Düsseldorf leuchtet. Gerade jetzt. Es gibt ja nicht viel Gutes, was man über den Januar sagen kann, diese Zeit zwischen Neujahrskater und noch nicht umgesetzten Vorsätzen. Aber dass der erste Monat die meisten Lichter bietet, steht nunmal fest. Es wird ziemlich früh dunkel und ziemlich spät hell. Dazwischen in der langen Nacht lohnt es sich, die Augen aufzumachen und zu schauen, wo die Lichter blinken. Dazu ist jetzt Gelegenheit, jetzt, da der ganze Weihnachtstinnef mal wieder den Weg alles Irdischen genommen hat und wieder sichtbar macht, was einfach so leuchtet.
Man stelle sich nur mal im Medienhafen auf Höhe des WDR auf und schaue südwärts. Wie die Häuser strahlen. Sie sind weiß, rot, grün, es ist ein Blumenstrauß aus Licht, der sich da präsentiert. Und das Berückende sind nicht einmal die Lichter direkt. Es sind ihre Spiegelungen im Hafenbecken, in Fenstern, auf dem nassen Asphalt. Die wirken wie Projektionen aus einer unsichtbaren Welt. Wenn ein bisschen Wind weht, wenn der Regen fällt, dann verschwimmen sie oder verwehen in die Unkenntlichkeit. Das ist so schön, dass manchmal der Atem stehen bleiben möchte. Man muss halt nur hinsehen.

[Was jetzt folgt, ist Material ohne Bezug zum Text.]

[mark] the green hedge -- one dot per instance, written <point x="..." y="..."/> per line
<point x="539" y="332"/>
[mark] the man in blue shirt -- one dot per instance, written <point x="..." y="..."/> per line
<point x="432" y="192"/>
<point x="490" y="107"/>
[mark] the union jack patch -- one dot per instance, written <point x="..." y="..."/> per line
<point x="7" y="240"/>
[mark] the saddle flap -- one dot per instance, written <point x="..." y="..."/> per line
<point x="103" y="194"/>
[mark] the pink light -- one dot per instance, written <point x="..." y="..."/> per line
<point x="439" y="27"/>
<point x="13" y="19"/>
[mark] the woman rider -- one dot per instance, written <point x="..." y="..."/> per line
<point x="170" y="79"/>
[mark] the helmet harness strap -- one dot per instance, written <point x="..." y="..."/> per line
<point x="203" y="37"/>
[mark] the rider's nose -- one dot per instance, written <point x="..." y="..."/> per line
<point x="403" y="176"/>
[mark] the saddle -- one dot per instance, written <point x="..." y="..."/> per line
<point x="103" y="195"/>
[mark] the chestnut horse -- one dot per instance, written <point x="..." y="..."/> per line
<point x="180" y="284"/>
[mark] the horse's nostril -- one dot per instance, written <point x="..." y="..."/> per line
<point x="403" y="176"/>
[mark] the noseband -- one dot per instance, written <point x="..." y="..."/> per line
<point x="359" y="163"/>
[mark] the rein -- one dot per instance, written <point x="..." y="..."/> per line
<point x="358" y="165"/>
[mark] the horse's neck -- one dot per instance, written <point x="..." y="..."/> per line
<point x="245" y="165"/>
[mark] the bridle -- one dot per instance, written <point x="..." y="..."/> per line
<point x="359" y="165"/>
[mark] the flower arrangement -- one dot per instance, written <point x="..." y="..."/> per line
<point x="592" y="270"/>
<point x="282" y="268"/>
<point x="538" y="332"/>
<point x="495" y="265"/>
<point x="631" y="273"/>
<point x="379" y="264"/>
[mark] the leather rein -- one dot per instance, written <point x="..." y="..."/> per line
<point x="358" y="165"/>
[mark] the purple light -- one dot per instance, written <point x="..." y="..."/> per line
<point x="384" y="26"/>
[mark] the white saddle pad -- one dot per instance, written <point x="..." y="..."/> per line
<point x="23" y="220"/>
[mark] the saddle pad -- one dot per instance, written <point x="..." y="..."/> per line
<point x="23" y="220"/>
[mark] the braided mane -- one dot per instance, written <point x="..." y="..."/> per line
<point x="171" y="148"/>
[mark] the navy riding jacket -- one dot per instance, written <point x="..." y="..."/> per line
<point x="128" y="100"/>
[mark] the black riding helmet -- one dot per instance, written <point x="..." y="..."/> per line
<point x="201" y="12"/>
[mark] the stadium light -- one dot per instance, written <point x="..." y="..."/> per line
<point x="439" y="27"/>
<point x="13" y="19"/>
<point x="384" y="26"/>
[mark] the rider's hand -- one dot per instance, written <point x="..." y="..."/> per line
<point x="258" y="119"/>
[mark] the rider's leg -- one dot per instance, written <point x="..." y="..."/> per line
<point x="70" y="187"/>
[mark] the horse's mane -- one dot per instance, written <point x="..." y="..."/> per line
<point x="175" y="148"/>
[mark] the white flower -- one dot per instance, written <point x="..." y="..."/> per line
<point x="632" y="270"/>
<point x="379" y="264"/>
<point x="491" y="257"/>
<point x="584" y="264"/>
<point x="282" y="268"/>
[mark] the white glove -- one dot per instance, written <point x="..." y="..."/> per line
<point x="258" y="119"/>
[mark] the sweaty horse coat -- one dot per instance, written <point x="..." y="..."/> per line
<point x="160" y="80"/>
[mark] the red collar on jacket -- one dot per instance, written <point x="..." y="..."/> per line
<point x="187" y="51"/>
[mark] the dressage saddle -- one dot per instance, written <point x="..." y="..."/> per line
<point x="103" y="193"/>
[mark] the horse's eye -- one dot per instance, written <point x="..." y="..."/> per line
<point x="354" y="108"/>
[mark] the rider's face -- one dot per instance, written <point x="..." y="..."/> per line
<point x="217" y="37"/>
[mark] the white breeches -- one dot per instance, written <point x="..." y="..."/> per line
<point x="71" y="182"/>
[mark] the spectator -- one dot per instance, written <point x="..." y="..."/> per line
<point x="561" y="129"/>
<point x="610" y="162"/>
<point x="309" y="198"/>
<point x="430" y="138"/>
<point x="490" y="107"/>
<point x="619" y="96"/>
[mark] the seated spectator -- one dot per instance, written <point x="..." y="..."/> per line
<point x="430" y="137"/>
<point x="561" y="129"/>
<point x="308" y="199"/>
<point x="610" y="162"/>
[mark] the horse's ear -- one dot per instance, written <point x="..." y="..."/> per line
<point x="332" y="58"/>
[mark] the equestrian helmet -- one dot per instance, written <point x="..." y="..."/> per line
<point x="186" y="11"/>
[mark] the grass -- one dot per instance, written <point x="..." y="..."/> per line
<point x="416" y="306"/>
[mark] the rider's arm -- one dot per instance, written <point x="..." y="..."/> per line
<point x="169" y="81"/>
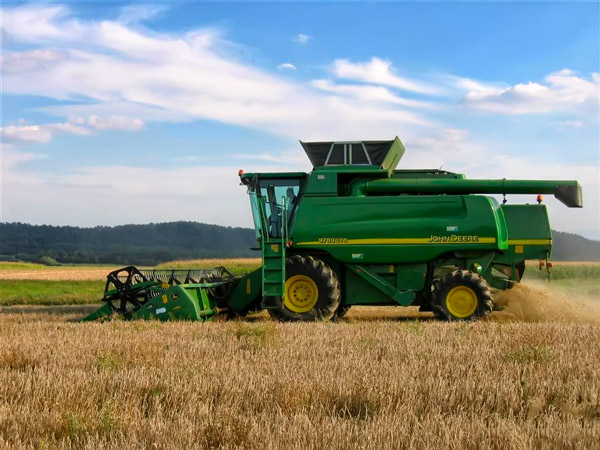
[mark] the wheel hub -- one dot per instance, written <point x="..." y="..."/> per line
<point x="461" y="301"/>
<point x="301" y="294"/>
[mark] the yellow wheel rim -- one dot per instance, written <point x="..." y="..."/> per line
<point x="461" y="301"/>
<point x="301" y="294"/>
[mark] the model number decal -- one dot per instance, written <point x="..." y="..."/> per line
<point x="333" y="240"/>
<point x="454" y="238"/>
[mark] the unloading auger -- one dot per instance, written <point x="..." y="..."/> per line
<point x="356" y="231"/>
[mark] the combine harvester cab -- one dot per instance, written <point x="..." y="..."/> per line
<point x="356" y="231"/>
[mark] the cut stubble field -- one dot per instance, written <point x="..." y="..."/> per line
<point x="526" y="377"/>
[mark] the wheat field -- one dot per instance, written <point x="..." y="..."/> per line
<point x="527" y="377"/>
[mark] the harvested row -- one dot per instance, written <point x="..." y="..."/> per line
<point x="267" y="385"/>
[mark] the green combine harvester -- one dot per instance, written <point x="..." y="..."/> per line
<point x="356" y="231"/>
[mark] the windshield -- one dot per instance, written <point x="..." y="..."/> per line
<point x="273" y="205"/>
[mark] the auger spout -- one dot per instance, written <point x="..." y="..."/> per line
<point x="566" y="191"/>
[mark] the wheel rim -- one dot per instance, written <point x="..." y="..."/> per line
<point x="301" y="294"/>
<point x="461" y="301"/>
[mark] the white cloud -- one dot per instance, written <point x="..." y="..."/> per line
<point x="189" y="77"/>
<point x="379" y="71"/>
<point x="286" y="66"/>
<point x="140" y="13"/>
<point x="114" y="122"/>
<point x="302" y="38"/>
<point x="369" y="93"/>
<point x="30" y="60"/>
<point x="569" y="125"/>
<point x="26" y="133"/>
<point x="562" y="91"/>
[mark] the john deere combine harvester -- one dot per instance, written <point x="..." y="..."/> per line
<point x="356" y="231"/>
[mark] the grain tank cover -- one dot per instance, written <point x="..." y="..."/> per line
<point x="380" y="154"/>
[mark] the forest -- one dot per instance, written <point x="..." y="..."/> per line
<point x="153" y="243"/>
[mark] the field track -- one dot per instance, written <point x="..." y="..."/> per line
<point x="526" y="377"/>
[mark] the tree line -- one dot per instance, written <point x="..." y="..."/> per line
<point x="148" y="244"/>
<point x="154" y="243"/>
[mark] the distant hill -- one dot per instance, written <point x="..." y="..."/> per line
<point x="124" y="244"/>
<point x="573" y="247"/>
<point x="159" y="242"/>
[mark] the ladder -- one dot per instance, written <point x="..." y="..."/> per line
<point x="273" y="256"/>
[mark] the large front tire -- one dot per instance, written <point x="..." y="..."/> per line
<point x="462" y="295"/>
<point x="312" y="291"/>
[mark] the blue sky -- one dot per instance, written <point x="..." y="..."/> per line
<point x="115" y="113"/>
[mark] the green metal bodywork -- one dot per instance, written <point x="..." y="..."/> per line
<point x="386" y="233"/>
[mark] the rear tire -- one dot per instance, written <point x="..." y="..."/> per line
<point x="342" y="311"/>
<point x="312" y="291"/>
<point x="462" y="295"/>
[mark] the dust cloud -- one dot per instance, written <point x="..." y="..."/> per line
<point x="538" y="302"/>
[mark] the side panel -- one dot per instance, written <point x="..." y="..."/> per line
<point x="529" y="234"/>
<point x="398" y="229"/>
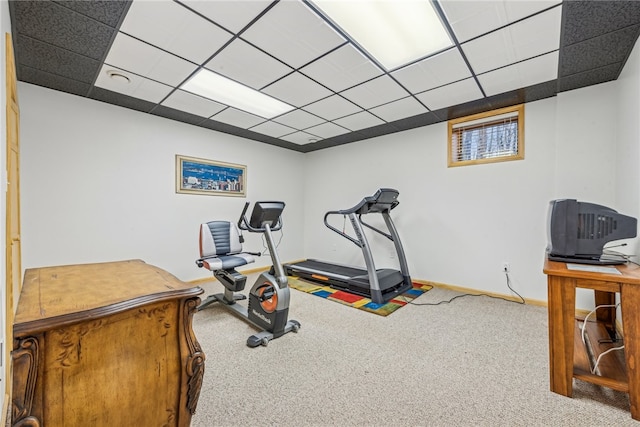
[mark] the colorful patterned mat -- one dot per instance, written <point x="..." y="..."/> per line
<point x="358" y="301"/>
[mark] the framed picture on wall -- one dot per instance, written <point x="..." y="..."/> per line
<point x="210" y="177"/>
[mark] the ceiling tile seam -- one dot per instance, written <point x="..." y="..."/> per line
<point x="116" y="29"/>
<point x="594" y="69"/>
<point x="628" y="54"/>
<point x="242" y="30"/>
<point x="50" y="74"/>
<point x="599" y="35"/>
<point x="517" y="21"/>
<point x="298" y="70"/>
<point x="75" y="12"/>
<point x="344" y="35"/>
<point x="520" y="61"/>
<point x="456" y="43"/>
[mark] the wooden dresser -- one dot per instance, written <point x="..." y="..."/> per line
<point x="107" y="344"/>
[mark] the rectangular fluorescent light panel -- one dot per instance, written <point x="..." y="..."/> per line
<point x="226" y="91"/>
<point x="394" y="32"/>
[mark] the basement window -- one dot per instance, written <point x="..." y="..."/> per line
<point x="494" y="136"/>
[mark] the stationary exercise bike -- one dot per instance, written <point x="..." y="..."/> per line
<point x="221" y="252"/>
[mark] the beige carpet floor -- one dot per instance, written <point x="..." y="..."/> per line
<point x="475" y="362"/>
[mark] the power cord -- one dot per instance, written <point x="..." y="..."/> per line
<point x="506" y="273"/>
<point x="584" y="340"/>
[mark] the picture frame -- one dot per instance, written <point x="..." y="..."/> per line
<point x="210" y="177"/>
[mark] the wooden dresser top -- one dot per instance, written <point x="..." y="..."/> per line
<point x="54" y="296"/>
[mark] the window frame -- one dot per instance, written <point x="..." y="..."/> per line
<point x="486" y="118"/>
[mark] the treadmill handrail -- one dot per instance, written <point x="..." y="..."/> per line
<point x="342" y="233"/>
<point x="371" y="227"/>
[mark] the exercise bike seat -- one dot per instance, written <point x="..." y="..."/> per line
<point x="220" y="247"/>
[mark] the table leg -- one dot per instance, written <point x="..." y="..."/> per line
<point x="561" y="304"/>
<point x="630" y="300"/>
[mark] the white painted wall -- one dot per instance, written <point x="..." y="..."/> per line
<point x="627" y="172"/>
<point x="98" y="184"/>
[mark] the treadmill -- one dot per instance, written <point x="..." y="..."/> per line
<point x="381" y="285"/>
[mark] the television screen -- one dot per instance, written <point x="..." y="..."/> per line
<point x="577" y="232"/>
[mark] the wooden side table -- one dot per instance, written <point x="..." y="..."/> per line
<point x="107" y="344"/>
<point x="568" y="357"/>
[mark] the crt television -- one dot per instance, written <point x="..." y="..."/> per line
<point x="578" y="231"/>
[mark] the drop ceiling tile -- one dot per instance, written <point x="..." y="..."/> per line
<point x="584" y="20"/>
<point x="438" y="70"/>
<point x="245" y="64"/>
<point x="107" y="12"/>
<point x="232" y="15"/>
<point x="523" y="40"/>
<point x="297" y="90"/>
<point x="194" y="104"/>
<point x="327" y="130"/>
<point x="174" y="28"/>
<point x="55" y="60"/>
<point x="273" y="129"/>
<point x="453" y="94"/>
<point x="375" y="92"/>
<point x="597" y="52"/>
<point x="472" y="18"/>
<point x="237" y="118"/>
<point x="360" y="120"/>
<point x="400" y="109"/>
<point x="137" y="57"/>
<point x="54" y="24"/>
<point x="138" y="87"/>
<point x="292" y="32"/>
<point x="520" y="75"/>
<point x="301" y="138"/>
<point x="341" y="69"/>
<point x="332" y="107"/>
<point x="299" y="119"/>
<point x="52" y="81"/>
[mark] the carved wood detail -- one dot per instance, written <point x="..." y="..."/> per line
<point x="69" y="342"/>
<point x="195" y="361"/>
<point x="25" y="363"/>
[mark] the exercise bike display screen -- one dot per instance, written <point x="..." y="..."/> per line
<point x="266" y="213"/>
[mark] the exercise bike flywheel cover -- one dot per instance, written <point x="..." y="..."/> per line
<point x="268" y="304"/>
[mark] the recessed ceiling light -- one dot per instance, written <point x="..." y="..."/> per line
<point x="394" y="32"/>
<point x="118" y="77"/>
<point x="226" y="91"/>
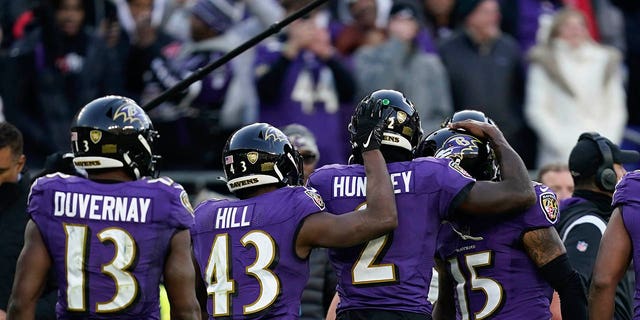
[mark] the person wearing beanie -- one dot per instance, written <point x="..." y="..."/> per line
<point x="596" y="167"/>
<point x="401" y="64"/>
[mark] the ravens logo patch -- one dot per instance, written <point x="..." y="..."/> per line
<point x="317" y="199"/>
<point x="549" y="205"/>
<point x="184" y="198"/>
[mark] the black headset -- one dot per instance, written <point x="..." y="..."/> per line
<point x="606" y="177"/>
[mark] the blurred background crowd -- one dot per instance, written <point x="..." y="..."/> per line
<point x="545" y="71"/>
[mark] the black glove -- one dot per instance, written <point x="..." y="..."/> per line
<point x="367" y="123"/>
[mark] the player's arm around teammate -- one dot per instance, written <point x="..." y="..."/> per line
<point x="180" y="278"/>
<point x="487" y="197"/>
<point x="380" y="216"/>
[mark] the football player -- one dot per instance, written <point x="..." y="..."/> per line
<point x="617" y="249"/>
<point x="253" y="253"/>
<point x="388" y="277"/>
<point x="111" y="237"/>
<point x="501" y="267"/>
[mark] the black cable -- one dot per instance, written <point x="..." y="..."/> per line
<point x="202" y="72"/>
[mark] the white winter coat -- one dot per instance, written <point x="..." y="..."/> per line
<point x="571" y="91"/>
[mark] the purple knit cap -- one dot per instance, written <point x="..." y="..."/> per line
<point x="220" y="15"/>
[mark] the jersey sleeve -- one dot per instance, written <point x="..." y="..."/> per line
<point x="545" y="212"/>
<point x="446" y="179"/>
<point x="624" y="190"/>
<point x="35" y="198"/>
<point x="181" y="214"/>
<point x="308" y="201"/>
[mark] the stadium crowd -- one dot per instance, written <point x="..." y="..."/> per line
<point x="552" y="85"/>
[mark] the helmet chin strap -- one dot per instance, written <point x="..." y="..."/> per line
<point x="128" y="162"/>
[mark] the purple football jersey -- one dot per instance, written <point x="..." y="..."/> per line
<point x="626" y="195"/>
<point x="108" y="242"/>
<point x="495" y="278"/>
<point x="392" y="272"/>
<point x="246" y="253"/>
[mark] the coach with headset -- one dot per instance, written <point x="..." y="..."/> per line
<point x="596" y="166"/>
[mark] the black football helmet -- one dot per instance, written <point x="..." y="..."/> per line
<point x="114" y="132"/>
<point x="474" y="155"/>
<point x="402" y="128"/>
<point x="260" y="154"/>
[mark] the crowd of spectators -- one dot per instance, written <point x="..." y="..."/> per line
<point x="543" y="77"/>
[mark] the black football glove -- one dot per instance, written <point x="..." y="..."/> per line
<point x="369" y="119"/>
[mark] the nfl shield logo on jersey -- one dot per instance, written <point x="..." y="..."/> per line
<point x="582" y="246"/>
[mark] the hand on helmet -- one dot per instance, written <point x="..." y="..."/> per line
<point x="480" y="130"/>
<point x="370" y="118"/>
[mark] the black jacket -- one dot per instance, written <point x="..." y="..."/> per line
<point x="583" y="219"/>
<point x="13" y="220"/>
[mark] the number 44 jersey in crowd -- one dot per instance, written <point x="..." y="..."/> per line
<point x="246" y="253"/>
<point x="393" y="272"/>
<point x="108" y="242"/>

Das schöne Licht, das diese Stadt in der Nacht bietet, ist eine wunderbare Gelegenheit, zum Jahresanfang wenigstens kurz mal seinen Frieden mit ihr zu machen, also mit der Stadt, nicht mit der Nacht. Die ist ohnehin dein Freund, vor allem wenn du jung bist. Es geht um den Friedensschluss mit der gemeinde, in der man lebt. Don't think of the Uperburgermaster! Forget the U-Bahnbau! Ignore the Schauspielkrise! Schaut in die Gesichter der Menschen und entdecke, wie sich die Lichter in ihren Augen spiegeln. Es gibt nichts Schöneres als jemandem zuzuschauen, der gerade etwas Schönes sieht. Und Düsseldorf ist nunmal schön bei Nacht. Weist einander drauf hin. Entdeckt genau das, was ihr die ganze Zeit auszublenden gelernt habt! Entdeckt das zusätzliche Leuchten im Antlitz eures Partners, wenn er auf sein iPhone schaut. Jawoll, auch Technik kann Romantik kreieren. Schaut einfach genau hin! Ihr tut das sonst zu selten.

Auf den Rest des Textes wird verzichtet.